Nov 12
2016

Cloning Pocket, part 1 of about 1000

I read a lot of Web pages but it’s not always convenient to read them when I find them. Apps like Instapaper and Pocket let one save a version of the page for later offline viewing, such as when one is on an underground train. These apps also default to providing a “readable” version of the page, rather than the original — this is a version where only the useful parts of the page are presented, sans headers, sidebars, ads and so on. At least, that’s the theory — it’s not easy to automatically figure out which parts of the page are useful.

Anyway, I’m reasonably happy with these apps but of course it’d be better if I didn’t need to give my reading history to a third party, so I started wondering how difficult it would be to write one of these things myself. Turns out it’s quite easy. There are two obvious options:

Option 1. Download the page and attempt to parse the HTML manually. This seems like it would initially be easy but fixing annoyances would be hard — for example, what if JavaScript is required to generate the page? This led me to choose:

Option 2. Remote-control a browser and extract the useful portions of the page in browser context.

Obviously, you don’t actually need a complete browser — in particular, you don’t need a user interface — but you do need most of it — JavaScript engine, cookies, everything related to the DOM, and so on. Enter Chromium Embedded Framework (CEF), and in particular Chromium Embedded Framework for Python

The Chromium Embedded Framework is effectively a completely Chromium browser without, uh, the chrome. You get complete control over what it loads and what it runs, and have access to the DOM, via JavaScript. This is great from a Pocket-cloning perspective because several JavaScript projects exist to provide a “readable Web page” experience, such as the original Readability.js which was the inspiration behind Firefox and Safari's “Reader View”.

The process, then, is:

  • Retrieve page using CEF.
  • Inject readability.js and wait for it to complete
  • Siphon out the HTML created by readability.js
  • Store this in a database
  • User accounts and Web UI for stored data
  • App to sync the stored data and view it offline
  • ???
  • Profit (Warning: neither Instapaper nor Pocket have figured out what “???” is)

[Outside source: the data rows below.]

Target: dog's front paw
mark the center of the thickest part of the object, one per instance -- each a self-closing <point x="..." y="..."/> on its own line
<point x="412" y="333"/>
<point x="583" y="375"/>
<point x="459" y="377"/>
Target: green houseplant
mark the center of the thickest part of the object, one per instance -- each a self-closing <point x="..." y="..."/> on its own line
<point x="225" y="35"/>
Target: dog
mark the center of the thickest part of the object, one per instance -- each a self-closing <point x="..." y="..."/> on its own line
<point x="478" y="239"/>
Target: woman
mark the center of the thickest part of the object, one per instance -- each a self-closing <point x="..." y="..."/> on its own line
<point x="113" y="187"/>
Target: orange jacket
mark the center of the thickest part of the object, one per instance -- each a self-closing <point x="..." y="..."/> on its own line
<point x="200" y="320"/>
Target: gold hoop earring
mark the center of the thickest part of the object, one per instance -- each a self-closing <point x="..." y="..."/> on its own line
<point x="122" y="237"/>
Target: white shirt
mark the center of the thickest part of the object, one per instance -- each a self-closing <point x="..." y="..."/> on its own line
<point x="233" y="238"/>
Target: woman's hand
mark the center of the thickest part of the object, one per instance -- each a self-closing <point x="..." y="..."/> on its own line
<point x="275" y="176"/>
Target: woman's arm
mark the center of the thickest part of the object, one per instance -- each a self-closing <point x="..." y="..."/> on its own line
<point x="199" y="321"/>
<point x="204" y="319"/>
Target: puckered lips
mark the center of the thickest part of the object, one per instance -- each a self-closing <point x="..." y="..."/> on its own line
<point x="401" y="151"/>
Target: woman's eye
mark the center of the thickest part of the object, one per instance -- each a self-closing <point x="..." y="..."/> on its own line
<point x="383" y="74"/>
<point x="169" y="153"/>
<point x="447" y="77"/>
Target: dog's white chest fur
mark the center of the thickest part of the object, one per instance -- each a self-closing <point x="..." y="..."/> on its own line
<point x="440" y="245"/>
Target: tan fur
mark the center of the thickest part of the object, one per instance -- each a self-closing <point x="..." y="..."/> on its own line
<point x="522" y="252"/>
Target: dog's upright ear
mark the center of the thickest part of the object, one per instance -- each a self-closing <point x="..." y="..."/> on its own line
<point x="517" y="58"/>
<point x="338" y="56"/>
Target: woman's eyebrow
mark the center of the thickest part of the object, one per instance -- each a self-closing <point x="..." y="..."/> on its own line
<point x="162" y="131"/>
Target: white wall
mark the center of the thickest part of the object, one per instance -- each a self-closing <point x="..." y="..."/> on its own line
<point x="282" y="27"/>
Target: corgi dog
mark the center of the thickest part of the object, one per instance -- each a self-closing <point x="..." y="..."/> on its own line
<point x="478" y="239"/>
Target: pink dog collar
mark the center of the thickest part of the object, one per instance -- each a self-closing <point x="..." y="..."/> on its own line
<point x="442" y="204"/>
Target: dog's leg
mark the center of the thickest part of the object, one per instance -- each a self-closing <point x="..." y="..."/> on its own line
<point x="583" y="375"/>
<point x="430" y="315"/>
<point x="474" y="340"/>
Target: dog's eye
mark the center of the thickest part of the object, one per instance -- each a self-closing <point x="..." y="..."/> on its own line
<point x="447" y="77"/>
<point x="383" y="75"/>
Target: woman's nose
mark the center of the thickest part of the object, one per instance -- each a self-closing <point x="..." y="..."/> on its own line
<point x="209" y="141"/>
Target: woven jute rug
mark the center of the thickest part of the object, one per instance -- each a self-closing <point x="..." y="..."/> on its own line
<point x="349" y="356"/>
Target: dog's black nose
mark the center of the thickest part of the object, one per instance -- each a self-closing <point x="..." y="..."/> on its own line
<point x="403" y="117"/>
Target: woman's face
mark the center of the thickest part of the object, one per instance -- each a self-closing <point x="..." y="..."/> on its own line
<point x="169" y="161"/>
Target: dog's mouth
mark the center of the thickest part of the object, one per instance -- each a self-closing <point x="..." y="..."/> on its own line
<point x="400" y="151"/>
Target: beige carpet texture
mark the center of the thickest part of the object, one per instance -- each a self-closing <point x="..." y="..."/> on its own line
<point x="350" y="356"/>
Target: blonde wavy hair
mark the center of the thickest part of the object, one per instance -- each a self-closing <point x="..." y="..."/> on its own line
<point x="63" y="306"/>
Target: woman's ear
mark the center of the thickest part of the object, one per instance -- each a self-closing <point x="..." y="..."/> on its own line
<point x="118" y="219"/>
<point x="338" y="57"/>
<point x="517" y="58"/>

… but so far I only have the first three steps of the process to demonstrate to you.

git clone https://github.com/nfd/cefpythondemo
cd cefpythondemo
git clone https://github.com/nfd/readability-js
pip install cefpython3
python readabilitydemo.py <url to download>

This will store a file named readable.html in the current working directory. Unfortunately Python 2 is required — this is a limitation of cefpython. Tested on a Mac — some changes may be required for other systems.

Future work: readability.js is a bit old now and doesn’t work for some pages. Also, it’s useful to store images, sometimes, which readability.js doesn’t do. Since we’re running a full browser it’s also possible to take screenshots (of the hidden display), which would be useful for various things. Lots of finessing would be required around timeouts, resource limits, and clean-up before I’d put this thing on a server. And of course it needs an app to be actually useful.